When you work with our Seniorly Guides to find a home to love, this is always a free service for families. The Seniorly Guide is compensated directly from the community you eventually select in Texas.

Politics in Texas

Texas was an independent republic between 1836 and 1845, and it was the only state in the Union to join by treaty instead of annexation. Traces of that independence can still be seen in the way the state operates today. For example, public land in Texas is owned by the state rather than the federal government, and any modifications requested from Washington can only proceed with state permission.

The Lone Star State is undergoing major changes as a result of migration. Like the rest of America, it is growing more ethnically diverse than ever before, and a trend toward bigger population and more diversity is projected to continue over the next 30 years. It should transform the political landscape from being a solid Republican Party state to one of bipartisan environment.

Fun Facts About Texas

  • Texas is known for warm weather, Southern hospitality, bustling cities and a laissez-faire attitude toward the law and the economy. The state's affordability, favorable environment for jobs and a light state tax burden has made it a popular destination for interstate migration: It added the most new residents of any state in 2017.
  • If Texas was a country of its own, it would be a world resource superpower.

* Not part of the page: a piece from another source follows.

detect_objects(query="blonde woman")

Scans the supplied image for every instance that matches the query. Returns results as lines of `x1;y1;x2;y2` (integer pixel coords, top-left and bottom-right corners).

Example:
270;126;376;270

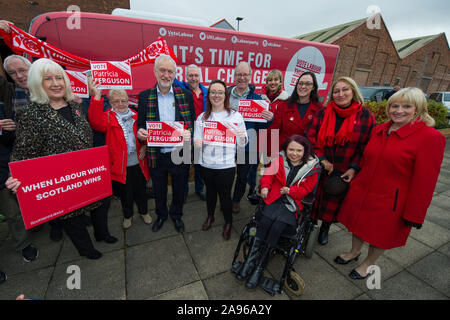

It would rank as the fifth-largest petroleum-producing nation, and a rising renewable energy producer that derives almost a fifth of its power from wind and solar energy. Ninety percent of the world's recoverable helium can be found under Amarillo. The state runs three of its own power grids, and remains a surprisingly large producer of lumber, as well.
  • Texas' colorful history has seen more national flags fly over the state than any other. There were periods of Spanish, French, Mexican, independence and Confederate rule before the state finally joined the Union. The last battle of the Civil War — the Battle of Palmito Ranch — was fought in Texas and was a Confederate victory, though the larger Confederate cause was already lost. As a quirk of the vast state's complicated history, Texas has the legal right to subdivide into five smaller states if it chose to exercise it.